Все это мобилизует, но и изматывает душевные силы Родиона Раскольникова. А между тем украденная у старухи дребедень вовсе не востребована – даже не сосчитана! – и лежит под камнем; является же странность в лице Сони и нечто вовсе неожиданное…
(Рискуя доверенностью читателя, могущего окончательно заподозрить нас в «подтягивании» реальности к действу романа, все же спросим в виде предположения или хоть предчувствия: не может ли появление Сони при отчаянных поисках опоры для души героя быть уподоблено растущей роли Православной церкви в период Отечественной войны – восстанавливаемой поначалу, сверху и снизу, тоже вынужденно, как бы скрепя сердце, в поисках опоры при тяжелейшем – подобном нынешнему – отчаянии народной России, напряжении ее сил, чтобы выстоять, выжить?)
Сразу несколько воздействий, поначалу воспринимаемых как единый в своей враждебности мир, начинает проникать в новую внутреннюю жизнь обороняющегося теперь ото всех героя. И роль в этих воздействиях Сони Мармеладовой поначалу самая слабая (мы еще вернемся к ней позднее). Сильнее и непосредственнее других, прямее воздействуют на его психику «идейный» гедонист Свидригайлов и следователь Порфирий Петрович, воспринимаемые им поначалу опять-таки неразличимо как враги, требующие одинакового отпора. Пытается воздействовать на приятеля и ничего не подозревающий, замечательно прямой и цельный Разумихин – воспринимаемый теперь бывшим приятелем как досадный дурачок…
Приглядимся поближе к персонажам романа. Что за личность Свидригайлов? Говоря фигурально, это благородный фасад, за которым все обрушилось: если угодно, отчасти – это циническая Европа с ее деляческой ставкой на низменность человека-животного, с претензией католицизма (а особенно кальвинизма) на единственность этой правды и их обоюдным уклонением от Христа. Конечно, это не тождественное совпадение.
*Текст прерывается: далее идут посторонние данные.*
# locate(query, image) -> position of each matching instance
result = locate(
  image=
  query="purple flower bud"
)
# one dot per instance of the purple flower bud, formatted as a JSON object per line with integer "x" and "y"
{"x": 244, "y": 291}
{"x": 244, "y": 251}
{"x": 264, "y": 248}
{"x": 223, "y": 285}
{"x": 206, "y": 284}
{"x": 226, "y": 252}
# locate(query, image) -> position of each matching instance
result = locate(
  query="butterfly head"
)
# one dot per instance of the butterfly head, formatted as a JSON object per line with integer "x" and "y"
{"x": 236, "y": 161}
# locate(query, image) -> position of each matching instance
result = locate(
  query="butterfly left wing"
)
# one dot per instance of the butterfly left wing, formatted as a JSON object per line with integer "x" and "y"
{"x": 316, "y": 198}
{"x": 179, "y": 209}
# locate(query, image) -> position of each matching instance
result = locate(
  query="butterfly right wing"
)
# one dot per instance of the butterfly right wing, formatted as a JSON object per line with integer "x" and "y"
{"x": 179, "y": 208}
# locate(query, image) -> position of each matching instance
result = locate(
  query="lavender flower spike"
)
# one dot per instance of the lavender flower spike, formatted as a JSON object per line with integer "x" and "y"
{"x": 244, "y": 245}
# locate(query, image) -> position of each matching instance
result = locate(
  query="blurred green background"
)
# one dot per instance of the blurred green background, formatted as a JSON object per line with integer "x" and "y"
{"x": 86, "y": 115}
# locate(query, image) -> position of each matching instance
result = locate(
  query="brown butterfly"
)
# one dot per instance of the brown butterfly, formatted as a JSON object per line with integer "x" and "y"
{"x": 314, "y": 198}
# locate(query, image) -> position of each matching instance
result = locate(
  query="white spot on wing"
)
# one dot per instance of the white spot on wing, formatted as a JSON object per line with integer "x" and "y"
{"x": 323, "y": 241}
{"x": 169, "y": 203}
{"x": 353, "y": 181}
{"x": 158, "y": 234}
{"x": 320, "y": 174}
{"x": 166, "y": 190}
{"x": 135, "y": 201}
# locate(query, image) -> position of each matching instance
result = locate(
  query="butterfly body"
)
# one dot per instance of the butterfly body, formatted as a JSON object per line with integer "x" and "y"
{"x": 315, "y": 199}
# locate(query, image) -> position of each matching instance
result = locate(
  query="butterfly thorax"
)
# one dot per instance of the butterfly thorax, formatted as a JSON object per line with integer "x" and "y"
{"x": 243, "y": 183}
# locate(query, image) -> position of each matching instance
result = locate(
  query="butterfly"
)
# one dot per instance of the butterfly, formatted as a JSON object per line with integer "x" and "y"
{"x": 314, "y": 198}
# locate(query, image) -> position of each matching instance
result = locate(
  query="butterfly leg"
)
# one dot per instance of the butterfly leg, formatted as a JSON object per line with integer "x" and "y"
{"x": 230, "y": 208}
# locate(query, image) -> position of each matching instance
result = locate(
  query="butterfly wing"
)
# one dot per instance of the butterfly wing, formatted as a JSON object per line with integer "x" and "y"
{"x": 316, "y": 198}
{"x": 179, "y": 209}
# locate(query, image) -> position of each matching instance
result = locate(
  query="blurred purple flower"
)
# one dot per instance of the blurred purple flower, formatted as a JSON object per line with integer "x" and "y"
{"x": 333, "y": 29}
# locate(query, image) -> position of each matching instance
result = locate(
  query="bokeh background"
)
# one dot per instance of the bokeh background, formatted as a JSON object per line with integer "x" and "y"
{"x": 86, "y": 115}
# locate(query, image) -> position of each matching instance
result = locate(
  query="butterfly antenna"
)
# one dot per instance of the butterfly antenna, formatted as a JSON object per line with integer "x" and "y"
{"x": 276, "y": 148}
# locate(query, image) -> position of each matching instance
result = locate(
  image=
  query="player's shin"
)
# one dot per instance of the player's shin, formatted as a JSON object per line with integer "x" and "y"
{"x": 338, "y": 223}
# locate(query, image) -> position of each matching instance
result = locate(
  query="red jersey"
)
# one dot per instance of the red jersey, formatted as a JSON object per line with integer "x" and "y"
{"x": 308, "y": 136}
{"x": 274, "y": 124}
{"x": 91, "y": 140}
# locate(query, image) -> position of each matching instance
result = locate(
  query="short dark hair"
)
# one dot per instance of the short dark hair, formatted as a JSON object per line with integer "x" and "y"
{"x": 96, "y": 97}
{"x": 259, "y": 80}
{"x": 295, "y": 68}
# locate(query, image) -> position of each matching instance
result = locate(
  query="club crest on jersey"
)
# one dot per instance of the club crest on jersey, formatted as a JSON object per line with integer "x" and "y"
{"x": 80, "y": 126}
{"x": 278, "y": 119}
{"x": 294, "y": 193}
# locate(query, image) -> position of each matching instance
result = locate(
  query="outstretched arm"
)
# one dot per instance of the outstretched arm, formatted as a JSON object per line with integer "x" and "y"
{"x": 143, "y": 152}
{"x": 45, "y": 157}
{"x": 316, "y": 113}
Свидригайлов не настаивает на «единственности» своего пути, слишком понимая, что никакого пути и нет. Аналогия состоит в «скуке», в отсутствии цели, в поисках, хлопотливых по видимости и безнадежных внутренне, – как раз и обусловленных отходом от Христа. «Идеи» его близки «идее» Раскольникова, и Свидригайлов не отказывает себе в циническом удовольствии настаивать на некоей душевной «общей точке» с героем – что приводит Родиона Романовича в замечательно сильное раздражение! Но это, пожалуй, и наша «европейничающая» «гуманитарная» интеллигенция с ее метаниями в пустоте рефлексии, с ее замечательной агрессивностью – от обреченности всех на свете теорий «прогресса»; это – тот же народ, только больной от «познанья и сомненья». Это и наш отход от веры! Здоровеннейшего вида мужчина, почти искательно осклабясь, протягивает молодому человеку руку: – Ну, не правду ли я сказал, что мы одного поля ягоды? – но в нем самом уже все сгнило. В попытке самоспасения он претендует на последнее, что может удержать его в жизни, здоровое и лучшее, – чувство Дунечки; но она отказывает ему именно в чувстве. Теперь все едино – хоть «на воздушном шаре с Бергом».